Na interpelação à bancada bloquista, o socialista Hugo Estevão Martins tentou contrariar as críticas, deixando uma ideia de início do ano lectivo tranquilo. “Hoje todas as escolas estão preparadas para prevenir e [sabem] como tratar casos de infecção. Isto acontece porque o Governo não andou atrás do prejuízo”, disse, defendendo, no entanto, que “é preciso uma vigilância permanente”. O deputado admitiu que todos querem “mais recursos para a escola pública”, mas assegurou que “há mais professores, mais técnicos” e que o concurso de colocação de professores decorreu “o mais cedo possível”.

PS elogiou política da coesão territorial e recebeu críticas à direita

A declaração política do deputado Luís Testa, do PS, centrou-se no elogio ao reforço da coesão territorial e na valorização do interior tendo também como pano de fundo o plano de recuperação e resiliência em preparação pelo Governo. Se à esquerda, PCP e PEV questionaram sobre a necessidade de valorizar a agricultura familiar foi à direita que o debate aqueceu. A deputada do CDS Cecília Meireles referiu-se às eleições indirectas das Comissões de Coordenação de Desenvolvimento Regional (CCDR) cujos candidatos têm estado a ser escolhidos por PS e PSD. “É a repartição do Estado por clientelas e comissários políticos escolhidos a dedo pelo PS e PSD”, apontou, reforçando: “Isto não é democracia, é a criação de um Portugal clientelar mais próprio de um Portugal do século XIX”.

CDS sobre plano de Costa Silva: “É liberal na imaginação e irreal na concretização”

O deputado do CDS João Gonçalves Pereira aproveitou a sua declaração política para apontar críticas ao plano de recuperação económica encomendado ao consultor António Costa Silva. “É socialista na apresentação, liberal na imaginação e irreal na concretização”, disse, apontando ainda que o plano “está orçamentado” e que se “imaginou-se tudo em grande”, mas que não se fizeram grandes contas”.

João Gonçalves Pereira considerou existir algumas incoerências entre a proclamação de “mais Estado” na recuperação da crise e as propostas concretas do plano. Como exemplo, apontou o financiamento de programas de apoio social de proximidade com parcerias entre os municípios e o terceiro sector bem como a “a abertura da ADSE a todos os activos com emprego”. O deputado disse ainda temer que o plano seja um “enorme vazio” por causa da memória sobre o PS. “Hoje lembrei-me de uma velha regra socialista: “os socialistas quando não querem falar do que não fizeram, lançam grandes debates do que nunca farão”, disse. 

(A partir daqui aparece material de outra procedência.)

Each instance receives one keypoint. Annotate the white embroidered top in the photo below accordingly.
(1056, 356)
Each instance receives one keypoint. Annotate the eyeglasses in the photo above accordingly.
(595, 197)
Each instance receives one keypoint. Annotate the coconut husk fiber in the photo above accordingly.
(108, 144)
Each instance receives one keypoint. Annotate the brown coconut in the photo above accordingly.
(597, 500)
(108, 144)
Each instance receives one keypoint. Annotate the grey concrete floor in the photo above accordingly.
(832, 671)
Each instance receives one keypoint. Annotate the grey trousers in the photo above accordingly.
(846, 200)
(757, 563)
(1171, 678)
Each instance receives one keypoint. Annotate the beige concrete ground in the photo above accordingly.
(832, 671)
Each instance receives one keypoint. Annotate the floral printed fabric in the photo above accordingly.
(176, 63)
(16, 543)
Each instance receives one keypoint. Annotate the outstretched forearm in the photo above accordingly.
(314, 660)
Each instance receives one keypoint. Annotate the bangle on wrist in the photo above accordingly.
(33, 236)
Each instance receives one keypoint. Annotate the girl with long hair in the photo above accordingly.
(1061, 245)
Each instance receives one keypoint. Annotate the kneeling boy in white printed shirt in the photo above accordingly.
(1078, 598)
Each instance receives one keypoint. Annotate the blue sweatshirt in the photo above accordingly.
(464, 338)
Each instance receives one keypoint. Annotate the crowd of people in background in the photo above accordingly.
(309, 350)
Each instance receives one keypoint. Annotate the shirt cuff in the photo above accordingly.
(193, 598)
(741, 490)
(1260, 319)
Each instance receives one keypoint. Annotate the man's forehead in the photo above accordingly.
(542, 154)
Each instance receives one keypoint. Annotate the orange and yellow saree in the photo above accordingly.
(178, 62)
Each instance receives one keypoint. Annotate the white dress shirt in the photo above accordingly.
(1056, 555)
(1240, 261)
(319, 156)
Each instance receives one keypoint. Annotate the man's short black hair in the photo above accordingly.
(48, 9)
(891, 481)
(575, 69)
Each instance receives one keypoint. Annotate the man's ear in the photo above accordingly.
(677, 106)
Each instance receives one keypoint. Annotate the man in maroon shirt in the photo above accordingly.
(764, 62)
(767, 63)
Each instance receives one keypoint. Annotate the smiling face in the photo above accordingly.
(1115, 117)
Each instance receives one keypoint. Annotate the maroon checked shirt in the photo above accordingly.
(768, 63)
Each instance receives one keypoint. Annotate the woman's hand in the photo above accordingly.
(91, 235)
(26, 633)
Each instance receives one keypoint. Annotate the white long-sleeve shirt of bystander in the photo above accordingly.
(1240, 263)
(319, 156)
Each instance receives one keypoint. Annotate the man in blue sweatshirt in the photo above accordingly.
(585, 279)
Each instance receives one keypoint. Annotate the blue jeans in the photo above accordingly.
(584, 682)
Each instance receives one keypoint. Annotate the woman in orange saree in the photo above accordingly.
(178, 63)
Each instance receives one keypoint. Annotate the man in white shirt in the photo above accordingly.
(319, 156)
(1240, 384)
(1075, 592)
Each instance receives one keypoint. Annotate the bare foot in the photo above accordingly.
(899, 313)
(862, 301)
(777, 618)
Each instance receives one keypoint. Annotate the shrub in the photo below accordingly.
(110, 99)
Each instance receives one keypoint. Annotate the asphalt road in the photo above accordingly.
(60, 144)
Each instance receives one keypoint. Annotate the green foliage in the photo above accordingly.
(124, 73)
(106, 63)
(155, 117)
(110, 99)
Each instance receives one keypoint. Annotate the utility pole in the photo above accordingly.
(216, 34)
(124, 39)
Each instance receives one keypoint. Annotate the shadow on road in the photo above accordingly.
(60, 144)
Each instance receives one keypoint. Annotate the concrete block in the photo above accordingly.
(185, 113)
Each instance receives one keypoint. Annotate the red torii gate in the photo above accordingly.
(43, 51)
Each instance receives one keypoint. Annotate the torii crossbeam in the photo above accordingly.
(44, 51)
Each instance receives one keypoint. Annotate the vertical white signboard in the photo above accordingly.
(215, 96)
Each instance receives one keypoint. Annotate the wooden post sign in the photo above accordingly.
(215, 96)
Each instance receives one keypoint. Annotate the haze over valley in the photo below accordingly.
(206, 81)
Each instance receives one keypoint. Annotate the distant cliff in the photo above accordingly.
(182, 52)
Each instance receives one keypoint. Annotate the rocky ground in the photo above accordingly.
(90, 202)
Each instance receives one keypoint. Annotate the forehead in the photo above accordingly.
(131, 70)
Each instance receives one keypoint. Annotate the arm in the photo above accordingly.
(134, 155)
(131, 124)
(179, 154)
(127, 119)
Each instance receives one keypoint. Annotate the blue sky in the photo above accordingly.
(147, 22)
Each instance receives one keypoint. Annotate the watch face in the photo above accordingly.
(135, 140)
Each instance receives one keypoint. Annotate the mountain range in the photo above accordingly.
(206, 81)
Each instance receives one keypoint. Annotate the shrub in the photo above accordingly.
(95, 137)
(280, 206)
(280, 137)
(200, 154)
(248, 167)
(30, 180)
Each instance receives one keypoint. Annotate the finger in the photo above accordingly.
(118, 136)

João Cotrim Figueiredo, deputado da Iniciativa Liberal, partilhou do desencanto ao questionar se a visão estratégica não passa de “uma miragem poética condenada a uma prateleira qualquer”. A social-democrata Filipa Roseta apontou a “incapacidade de execução do Governo”.

Na resposta, o PS acusou o CDS de “política de terra queimada”. “Por isso é que se calhar está como está”, disse Carlos Pereira. 

Ventura acusa esquerda de ter “medo de ir a eleições"

O deputado único do Chega, André Ventura, escolheu abordar vários assuntos na sua declaração política desde o plano de Costa Silva (onde viu o “elogio pseudo-fúnebre aos membros do Governo”) à crise económica com “meio milhão de desempregados”. André Ventura sustentou que os partidos à esquerda do PS vão aprovar o próximo Orçamento do Estado. “Vergonha de governo. Quando mais precisamos dele refugia-se em crises políticas mas nem os seus amigos o deixam ir. Não tenham dúvidas: estes de sempre vão estar ao lado de António Costa não porque gostem dele mas porque têm medo de ir a eleições”, afirmou. O deputado anunciou a entrega na mesa de um projecto de revisão constitucional. A sua intervenção não suscitou pedidos de esclarecimentos de outras bancadas.

PSD faz campanha nas eleições regionais dos Açores

Na primeira declaração política da nova sessão legislativa, a bancada do PSD escolheu como tema as eleições regionais dos Açores, marcadas para 25 de Outubro. O deputado António Ventura (eleito por aquela região) acusou o Governo regional de estar “morto” e denunciou um ambiente de medo. “Vive-se um ambiente que asfixia. O Governo semeia o medo para fazer depender as pessoas coloca ilhas contra ilhas, açorianos contra açorianos”, disse, desafiando a uma “mudança política”. A intervenção transformou o debate parlamentar num momento de campanha regional.

PAN propõe criação da “Provedoria das Gerações Futuras”

A líder da bancada do PAN, Inês Sousa Real, propôs no Parlamento a criação de uma “Provedoria das Gerações Futuras” que terá de responder a problemas estruturais das gerações mais jovens, como a precariedade ou o acesso à habitação. “É justamente para assegurar que as políticas de hoje estão alinhadas com as expectativas e respeitam as futuras gerações que o PAN apresentará uma iniciativa tendente a criar a Provedoria das Gerações Futuras, um órgão do Estado ao qual os cidadãos se podem dirigir para defender os seus direitos, liberdades, garantias e interesses legítimos se e quando sentirem o seu futuro ameaçado”, anunciou.